Arista Networks (ANET) exhibits stronger growth and profitability, reflected in its 28.6% revenue growth and 38.99% net margin, and is favored by analysts with 74.5% buy ratings. However, it trades at a higher P/E of 60.42x. Cisco Systems (CSCO) offers a more attractive valuation with a P/E of 31.98x and a nominal dividend yield of 0.02%. The “better” stock depends on whether an investor prioritizes growth and analyst sentiment (ANET) or value and a small dividend (CSCO).

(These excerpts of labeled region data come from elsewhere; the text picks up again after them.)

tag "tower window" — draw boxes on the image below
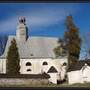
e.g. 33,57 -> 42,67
26,62 -> 32,66
63,62 -> 67,66
43,62 -> 48,65
27,69 -> 31,71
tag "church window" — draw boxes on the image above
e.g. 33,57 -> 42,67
27,69 -> 31,71
26,62 -> 31,66
43,62 -> 48,65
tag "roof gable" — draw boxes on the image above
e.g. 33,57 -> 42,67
47,66 -> 58,73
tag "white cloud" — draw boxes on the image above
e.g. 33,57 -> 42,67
0,4 -> 77,32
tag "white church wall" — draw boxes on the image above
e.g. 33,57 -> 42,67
20,58 -> 67,74
81,66 -> 90,82
67,70 -> 83,84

This is not investment advice.
Which has more analyst upside — ANET or CSCO?
ANET consensus: $184.38 (+9.3%). CSCO consensus: $96.5 (+7.7%). As of 2026-04-30, ANET has a slightly higher analyst-projected upside. Not a prediction by Alert Invest.
Which is growing faster — ANET or CSCO?
ANET revenue growth: 28.6% YoY. CSCO revenue growth: 5.3% YoY. Arista Networks (ANET) is growing significantly faster, indicating stronger momentum.
Which is more profitable — ANET or CSCO?
ANET net margin: 38.99%, ROE: N/A%. CSCO net margin: 18.76%, ROE: N/A%. Based on net margin, ANET is more profitable.
Do ANET or CSCO pay dividends?
ANET dividend yield: 0%. CSCO dividend yield: 0.02%. CSCO pays a nominal dividend, while ANET does not.
For informational purposes only. Not investment advice. Data: Financial Modeling Prep & SEC EDGAR. Always do your own research.